Tempus AI reports tomorrow — Wednesday May 21 — and the setup into the print is unusually charged.
Options positioning has turned sharply more defensive than at any point in the past year. The put/call ratio hit 0.676 on Tuesday, more than three standard deviations above its 20-day mean of 0.50, and a new 52-week high. That's a significant leap from where the ratio sat all through April — mostly in the 0.46–0.48 range — and it arrived in a single session, suggesting a rapid repositioning ahead of the release rather than a gradual drift.
Short interest reinforces the cautious picture. About 15–23% of free float is estimated short (the range reflects different float-basis calculations), placing TEM firmly among the more heavily shorted names in life sciences.

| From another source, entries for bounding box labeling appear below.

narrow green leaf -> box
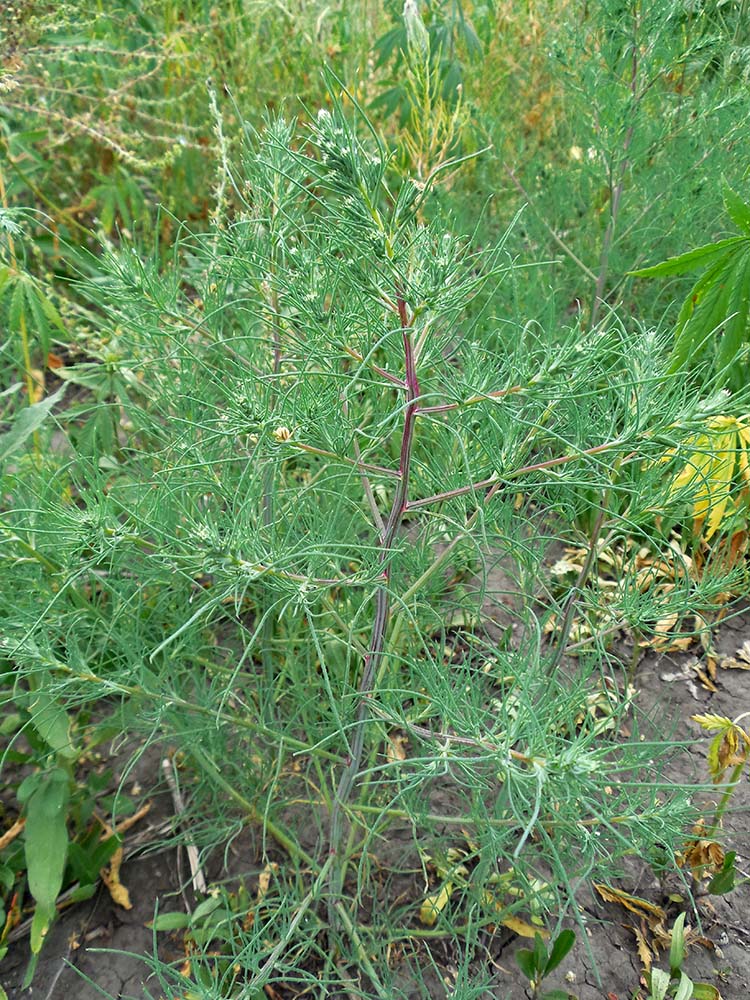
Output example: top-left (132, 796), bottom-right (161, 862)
top-left (717, 252), bottom-right (750, 369)
top-left (0, 384), bottom-right (66, 462)
top-left (24, 767), bottom-right (70, 954)
top-left (27, 688), bottom-right (78, 760)
top-left (8, 279), bottom-right (26, 333)
top-left (147, 911), bottom-right (190, 931)
top-left (0, 264), bottom-right (13, 298)
top-left (534, 934), bottom-right (547, 975)
top-left (192, 896), bottom-right (222, 923)
top-left (649, 969), bottom-right (671, 1000)
top-left (674, 972), bottom-right (693, 1000)
top-left (721, 178), bottom-right (750, 234)
top-left (544, 930), bottom-right (576, 976)
top-left (669, 913), bottom-right (685, 976)
top-left (628, 243), bottom-right (747, 278)
top-left (693, 983), bottom-right (721, 1000)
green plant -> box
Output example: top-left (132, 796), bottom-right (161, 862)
top-left (631, 180), bottom-right (750, 388)
top-left (516, 930), bottom-right (576, 1000)
top-left (646, 913), bottom-right (721, 1000)
top-left (0, 88), bottom-right (748, 997)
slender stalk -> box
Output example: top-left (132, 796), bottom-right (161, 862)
top-left (589, 10), bottom-right (643, 329)
top-left (406, 439), bottom-right (630, 510)
top-left (330, 290), bottom-right (419, 905)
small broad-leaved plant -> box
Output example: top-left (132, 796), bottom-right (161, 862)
top-left (631, 181), bottom-right (750, 388)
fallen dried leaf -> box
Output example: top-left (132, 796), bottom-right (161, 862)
top-left (500, 917), bottom-right (549, 940)
top-left (594, 882), bottom-right (666, 929)
top-left (419, 882), bottom-right (453, 927)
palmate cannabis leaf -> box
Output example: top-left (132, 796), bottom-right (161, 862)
top-left (663, 416), bottom-right (750, 539)
top-left (630, 181), bottom-right (750, 381)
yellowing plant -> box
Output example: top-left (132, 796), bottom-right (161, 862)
top-left (664, 416), bottom-right (750, 539)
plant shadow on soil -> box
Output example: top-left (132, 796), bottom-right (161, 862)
top-left (0, 610), bottom-right (750, 1000)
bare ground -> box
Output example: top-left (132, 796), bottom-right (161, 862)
top-left (0, 612), bottom-right (750, 1000)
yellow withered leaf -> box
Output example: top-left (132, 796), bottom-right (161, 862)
top-left (684, 840), bottom-right (724, 878)
top-left (662, 416), bottom-right (750, 539)
top-left (594, 882), bottom-right (666, 927)
top-left (100, 847), bottom-right (133, 910)
top-left (625, 924), bottom-right (654, 972)
top-left (419, 882), bottom-right (453, 927)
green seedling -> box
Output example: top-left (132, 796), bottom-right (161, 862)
top-left (516, 930), bottom-right (576, 1000)
top-left (646, 913), bottom-right (721, 1000)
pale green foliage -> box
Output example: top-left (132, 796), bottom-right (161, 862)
top-left (2, 99), bottom-right (748, 997)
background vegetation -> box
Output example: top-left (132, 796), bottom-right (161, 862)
top-left (0, 0), bottom-right (750, 997)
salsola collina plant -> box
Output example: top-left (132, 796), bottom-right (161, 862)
top-left (4, 90), bottom-right (748, 997)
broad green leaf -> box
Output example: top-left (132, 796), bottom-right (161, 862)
top-left (669, 913), bottom-right (685, 976)
top-left (649, 969), bottom-right (671, 1000)
top-left (721, 178), bottom-right (750, 234)
top-left (544, 930), bottom-right (576, 976)
top-left (27, 688), bottom-right (78, 760)
top-left (628, 236), bottom-right (746, 278)
top-left (516, 948), bottom-right (541, 982)
top-left (19, 767), bottom-right (70, 954)
top-left (670, 258), bottom-right (730, 372)
top-left (708, 851), bottom-right (737, 896)
top-left (146, 911), bottom-right (191, 931)
top-left (0, 384), bottom-right (66, 462)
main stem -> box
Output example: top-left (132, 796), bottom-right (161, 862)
top-left (330, 289), bottom-right (419, 908)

The position has been relatively stable over the past month — down roughly 4% from its late-April peak but barely moved week-on-week — which tells you shorts are holding their ground rather than covering into earnings. Borrow availability has tightened meaningfully this week, dropping to around 28% from 49% just ten days ago. That's a real tightening: for every share currently borrowed, barely a quarter of a share remains available in the lending pool. Cost to borrow, at 0.93%, has risen about 8% over the week, though in absolute terms it remains low — the squeeze risk here is availability, not cost.
The stock closed Tuesday at $45.53, up 4.4% on the day but still down 3% on the week and off 18.5% over the past month. That monthly loss follows Q1 results on May 5, which sent shares down 4% on the day and nearly 16% over the five subsequent sessions — the clearest data point for what the market has recently done with TEM earnings prints. Correlated peers had a mixed week: RGEN and PSNL both posted solid single-session gains Tuesday, while DNA and PACB fell 12% and 10% respectively on the week, suggesting the broader life-sciences-tools complex is under its own pressure.

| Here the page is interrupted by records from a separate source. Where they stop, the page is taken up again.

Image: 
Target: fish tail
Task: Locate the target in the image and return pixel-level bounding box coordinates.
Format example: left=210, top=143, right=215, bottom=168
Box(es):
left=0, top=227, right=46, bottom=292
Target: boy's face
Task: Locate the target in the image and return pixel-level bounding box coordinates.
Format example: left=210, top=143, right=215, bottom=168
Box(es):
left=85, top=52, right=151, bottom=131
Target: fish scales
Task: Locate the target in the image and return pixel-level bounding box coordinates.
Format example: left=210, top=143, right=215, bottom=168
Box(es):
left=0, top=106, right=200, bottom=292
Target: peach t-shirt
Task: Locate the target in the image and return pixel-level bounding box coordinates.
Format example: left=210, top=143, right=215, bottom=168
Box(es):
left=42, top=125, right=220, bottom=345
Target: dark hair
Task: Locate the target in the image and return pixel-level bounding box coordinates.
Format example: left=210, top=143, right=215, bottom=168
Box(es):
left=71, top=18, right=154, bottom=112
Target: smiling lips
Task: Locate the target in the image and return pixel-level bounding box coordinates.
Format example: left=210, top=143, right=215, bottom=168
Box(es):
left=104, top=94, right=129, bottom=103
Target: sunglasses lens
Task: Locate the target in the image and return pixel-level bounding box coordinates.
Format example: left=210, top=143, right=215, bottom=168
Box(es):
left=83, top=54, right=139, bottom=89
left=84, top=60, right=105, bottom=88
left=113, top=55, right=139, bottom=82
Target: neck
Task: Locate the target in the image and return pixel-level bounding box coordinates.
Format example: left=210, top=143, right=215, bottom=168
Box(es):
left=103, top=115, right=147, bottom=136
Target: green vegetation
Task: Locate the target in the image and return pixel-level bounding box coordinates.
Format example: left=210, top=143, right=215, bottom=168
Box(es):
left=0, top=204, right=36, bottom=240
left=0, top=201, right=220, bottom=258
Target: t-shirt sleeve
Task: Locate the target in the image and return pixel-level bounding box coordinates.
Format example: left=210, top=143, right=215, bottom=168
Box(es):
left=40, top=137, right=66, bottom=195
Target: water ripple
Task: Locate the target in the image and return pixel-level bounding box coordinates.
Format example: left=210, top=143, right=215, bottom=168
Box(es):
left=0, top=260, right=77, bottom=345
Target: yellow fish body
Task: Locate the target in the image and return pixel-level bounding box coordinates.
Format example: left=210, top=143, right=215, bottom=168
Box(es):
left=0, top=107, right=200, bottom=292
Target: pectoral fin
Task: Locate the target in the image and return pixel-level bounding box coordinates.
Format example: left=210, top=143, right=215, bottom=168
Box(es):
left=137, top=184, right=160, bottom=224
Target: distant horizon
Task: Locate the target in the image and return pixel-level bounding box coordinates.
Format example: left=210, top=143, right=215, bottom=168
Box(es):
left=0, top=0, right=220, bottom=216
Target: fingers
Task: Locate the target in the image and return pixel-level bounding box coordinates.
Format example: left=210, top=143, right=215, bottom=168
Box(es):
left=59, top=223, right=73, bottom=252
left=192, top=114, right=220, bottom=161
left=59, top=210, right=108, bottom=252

The catalyst backdrop ahead of the print has actually been constructive. Tempus expanded its clinical-trial partnership with Bristol-Myers Squibb this month, building on a real-world data and AI collaboration that analysts have flagged as a sign the company's pharma relationships are deepening. TD Cowen lifted its target to $68 after the BMS announcement. But the net analyst message this month is one of reassessment rather than conviction: HC Wainwright cut its target from $95 to $64 on May 11, BTIG trimmed from $90 to $80 on May 8, and the mean target across the Street now stands at $67.20 — implying roughly 48% upside from current levels but representing a meaningful deflation from the targets in place just three months ago. Jefferies initiated in mid-April with an Underperform and a $35 target, the lone openly bearish voice in a consensus that remains tilted toward Buy. The bear case centres on revenue visibility, path to profitability, and the competitive dynamics of the lab-developed-test market; the bull case rests on the stickiness of pharma partnerships and the AI-data-platform narrative.

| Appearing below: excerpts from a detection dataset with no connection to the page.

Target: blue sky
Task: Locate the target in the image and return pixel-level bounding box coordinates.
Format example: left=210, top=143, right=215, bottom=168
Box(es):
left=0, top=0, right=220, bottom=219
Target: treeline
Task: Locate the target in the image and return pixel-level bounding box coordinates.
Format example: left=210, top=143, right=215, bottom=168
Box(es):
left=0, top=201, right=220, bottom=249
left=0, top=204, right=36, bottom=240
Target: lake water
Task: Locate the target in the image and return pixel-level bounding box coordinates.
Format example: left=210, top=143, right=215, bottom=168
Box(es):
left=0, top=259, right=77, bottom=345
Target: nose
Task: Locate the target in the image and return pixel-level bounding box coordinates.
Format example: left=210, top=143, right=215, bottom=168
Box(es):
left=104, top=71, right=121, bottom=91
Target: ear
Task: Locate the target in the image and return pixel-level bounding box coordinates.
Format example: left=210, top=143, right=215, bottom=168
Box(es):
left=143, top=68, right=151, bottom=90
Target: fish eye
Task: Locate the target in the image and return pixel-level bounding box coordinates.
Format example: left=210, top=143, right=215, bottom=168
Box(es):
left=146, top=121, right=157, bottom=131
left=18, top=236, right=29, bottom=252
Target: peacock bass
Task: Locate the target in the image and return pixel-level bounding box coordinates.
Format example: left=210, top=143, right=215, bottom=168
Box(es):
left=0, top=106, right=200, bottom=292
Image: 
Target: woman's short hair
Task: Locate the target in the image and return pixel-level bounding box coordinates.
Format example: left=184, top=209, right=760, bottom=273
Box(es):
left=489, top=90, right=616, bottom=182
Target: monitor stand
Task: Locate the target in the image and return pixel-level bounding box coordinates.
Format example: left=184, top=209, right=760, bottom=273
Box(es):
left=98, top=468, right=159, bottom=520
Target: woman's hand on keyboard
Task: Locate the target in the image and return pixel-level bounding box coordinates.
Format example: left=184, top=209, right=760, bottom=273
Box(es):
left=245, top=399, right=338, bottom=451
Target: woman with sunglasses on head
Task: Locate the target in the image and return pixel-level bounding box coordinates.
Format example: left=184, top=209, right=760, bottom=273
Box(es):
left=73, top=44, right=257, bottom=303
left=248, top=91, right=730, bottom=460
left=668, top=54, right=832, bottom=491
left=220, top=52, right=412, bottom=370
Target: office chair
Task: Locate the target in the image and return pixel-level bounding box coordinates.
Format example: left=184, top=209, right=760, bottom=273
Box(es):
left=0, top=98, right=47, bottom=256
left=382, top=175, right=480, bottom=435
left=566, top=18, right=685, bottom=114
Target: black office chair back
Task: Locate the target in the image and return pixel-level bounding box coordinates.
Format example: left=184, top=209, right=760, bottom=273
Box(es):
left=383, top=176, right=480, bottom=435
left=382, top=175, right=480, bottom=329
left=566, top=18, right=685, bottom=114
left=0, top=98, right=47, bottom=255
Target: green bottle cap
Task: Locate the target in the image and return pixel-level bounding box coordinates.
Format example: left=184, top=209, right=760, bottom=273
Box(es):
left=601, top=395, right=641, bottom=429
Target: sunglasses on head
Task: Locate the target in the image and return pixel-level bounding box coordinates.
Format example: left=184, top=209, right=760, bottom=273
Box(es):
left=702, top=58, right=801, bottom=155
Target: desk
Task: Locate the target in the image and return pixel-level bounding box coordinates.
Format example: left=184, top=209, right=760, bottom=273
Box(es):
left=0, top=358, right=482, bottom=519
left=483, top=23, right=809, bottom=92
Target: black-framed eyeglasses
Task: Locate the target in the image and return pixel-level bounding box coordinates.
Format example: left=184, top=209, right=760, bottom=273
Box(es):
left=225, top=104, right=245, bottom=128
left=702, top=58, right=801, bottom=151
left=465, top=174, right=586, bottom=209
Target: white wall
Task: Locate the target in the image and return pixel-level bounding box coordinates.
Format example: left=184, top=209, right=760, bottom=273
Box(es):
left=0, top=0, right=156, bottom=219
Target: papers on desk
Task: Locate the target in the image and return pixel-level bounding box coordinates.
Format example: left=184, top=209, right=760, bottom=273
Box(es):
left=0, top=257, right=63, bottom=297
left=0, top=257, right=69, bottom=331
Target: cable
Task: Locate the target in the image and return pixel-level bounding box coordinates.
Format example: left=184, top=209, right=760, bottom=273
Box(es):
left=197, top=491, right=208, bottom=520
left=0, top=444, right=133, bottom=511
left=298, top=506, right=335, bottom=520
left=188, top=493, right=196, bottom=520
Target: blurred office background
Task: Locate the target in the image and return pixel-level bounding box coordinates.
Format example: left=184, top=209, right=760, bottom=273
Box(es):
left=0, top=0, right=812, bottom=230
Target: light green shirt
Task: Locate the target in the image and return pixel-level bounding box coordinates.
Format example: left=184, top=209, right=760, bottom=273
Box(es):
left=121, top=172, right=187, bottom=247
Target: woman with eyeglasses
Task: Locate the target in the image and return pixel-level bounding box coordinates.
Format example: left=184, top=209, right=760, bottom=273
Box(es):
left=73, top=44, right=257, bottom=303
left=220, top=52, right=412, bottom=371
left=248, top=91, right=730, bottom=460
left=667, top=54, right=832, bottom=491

Founder and CEO Eric Lefkofsky sold approximately $8.5 million of stock in late April across multiple transactions, all priced in the $51–$52 range — well above where the stock trades today. Those sales follow a similar cluster in late March at roughly $46–$47. The 90-day net insider position shows a net addition of around 561,000 shares, which is almost entirely attributable to Lefkofsky's reported ownership increase — likely option exercises — rather than open-market buying. The selling cadence is systematic rather than alarming, but it is consistent and has been executed into every meaningful price rally this year. ARK Investment Management added over 2 million shares through April, and BlackRock added 1.45 million, providing some institutional counterweight; but neither move changes the insider-selling context heading into a high-volatility print.
The ORTEX short score of 72.9 ranks TEM in roughly the 8th percentile by short-score rank, flagging it as one of the more shorted and borrow-constrained names in the universe. EPS surprise scores at the 95th percentile — Tempus has consistently beaten consensus estimates — but EPS momentum over 30 days ranks in the 22nd percentile, meaning forward estimate revisions have been moving lower. The tension between a strong beat history and softening forward expectations is precisely what makes tomorrow's guidance commentary the crux of the release: the market already knows the company can beat a quarter; what it wants to know is whether the revenue ramp from pharma partnerships is accelerating or still being deferred.
What to watch beyond the headline numbers: the trajectory of genomic sequencing volumes, any update on the BMS collaboration's financial terms, and whether management raises, holds, or trims full-year guidance — the last print saw no meaningful upward revision, and that gap between beat and guide was what drove the 16% five-day slide.